Who are we? We are our stories.

Friday, September 27, 2013

Rocks and Lichens

The rocks of the north shore of Lake Superior are old, maybe the oldest rocks on earth. They were there before the ice ages filled the lake, before humans, before dinosaurs, before we crawled out of the swamps. Even before trilobites and such. They were spewed out of volcanoes almost a billion ages ago when the earth was creating itself - yes, that's a billion with a "b". 

Since then the weather, plants, mosses and lichens are doing their best to grind those rocks into sand. The rocks of Superior were there before us and they will be there after our species passes. I think we are going to be a fast flicker. Maybe the rocks will remember us when we're gone. "Yes, humans, I remember them; they weren't here very long.

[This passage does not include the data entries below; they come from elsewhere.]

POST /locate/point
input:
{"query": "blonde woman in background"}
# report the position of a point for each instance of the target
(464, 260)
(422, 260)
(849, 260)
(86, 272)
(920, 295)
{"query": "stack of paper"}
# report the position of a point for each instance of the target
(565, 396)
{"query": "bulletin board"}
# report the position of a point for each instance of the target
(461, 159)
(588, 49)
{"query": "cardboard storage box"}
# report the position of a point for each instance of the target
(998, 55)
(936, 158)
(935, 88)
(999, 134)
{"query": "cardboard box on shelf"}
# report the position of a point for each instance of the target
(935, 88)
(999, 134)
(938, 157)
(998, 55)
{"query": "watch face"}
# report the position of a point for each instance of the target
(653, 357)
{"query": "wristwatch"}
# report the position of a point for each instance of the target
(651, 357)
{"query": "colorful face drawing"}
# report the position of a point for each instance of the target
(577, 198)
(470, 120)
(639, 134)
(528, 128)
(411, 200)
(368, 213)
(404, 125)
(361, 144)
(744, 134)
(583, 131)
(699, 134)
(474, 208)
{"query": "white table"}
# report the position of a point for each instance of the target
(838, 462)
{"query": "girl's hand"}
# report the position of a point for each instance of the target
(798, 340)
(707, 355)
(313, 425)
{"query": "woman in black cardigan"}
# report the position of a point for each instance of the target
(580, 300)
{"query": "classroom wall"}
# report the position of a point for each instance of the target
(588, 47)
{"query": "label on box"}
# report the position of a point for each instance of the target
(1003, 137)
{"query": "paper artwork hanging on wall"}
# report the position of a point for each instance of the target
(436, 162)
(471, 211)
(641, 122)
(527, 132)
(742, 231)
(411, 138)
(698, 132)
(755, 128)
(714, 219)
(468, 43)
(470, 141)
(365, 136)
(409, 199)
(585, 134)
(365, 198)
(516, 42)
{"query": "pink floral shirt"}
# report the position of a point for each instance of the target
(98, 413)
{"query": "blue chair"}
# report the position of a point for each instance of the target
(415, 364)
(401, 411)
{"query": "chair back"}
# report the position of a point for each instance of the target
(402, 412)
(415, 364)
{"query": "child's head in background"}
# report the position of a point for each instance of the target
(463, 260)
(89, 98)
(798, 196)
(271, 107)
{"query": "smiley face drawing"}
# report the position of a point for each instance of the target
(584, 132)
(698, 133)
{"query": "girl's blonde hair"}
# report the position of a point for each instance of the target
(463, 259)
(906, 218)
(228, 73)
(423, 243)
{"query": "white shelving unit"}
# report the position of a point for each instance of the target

Let's see, were they here before trilobites? Or after? After, I think."

The lichens themselves are interesting. They are actually a combination of two plants, a fungus and one or more algal species. Not time or room here - and nobody cares much. What I really care about is their tenacious, harsh beauty. 











1 comment:

Margadant said...

I developed somewhat of an appreciation for this sort of stuff from a botanist friend who pointed out a little fungus on a log that was called "fairy barf." Delicate little pinkish stuff that held up a stream transect for 20 minutes while everybody filed by "ooowing."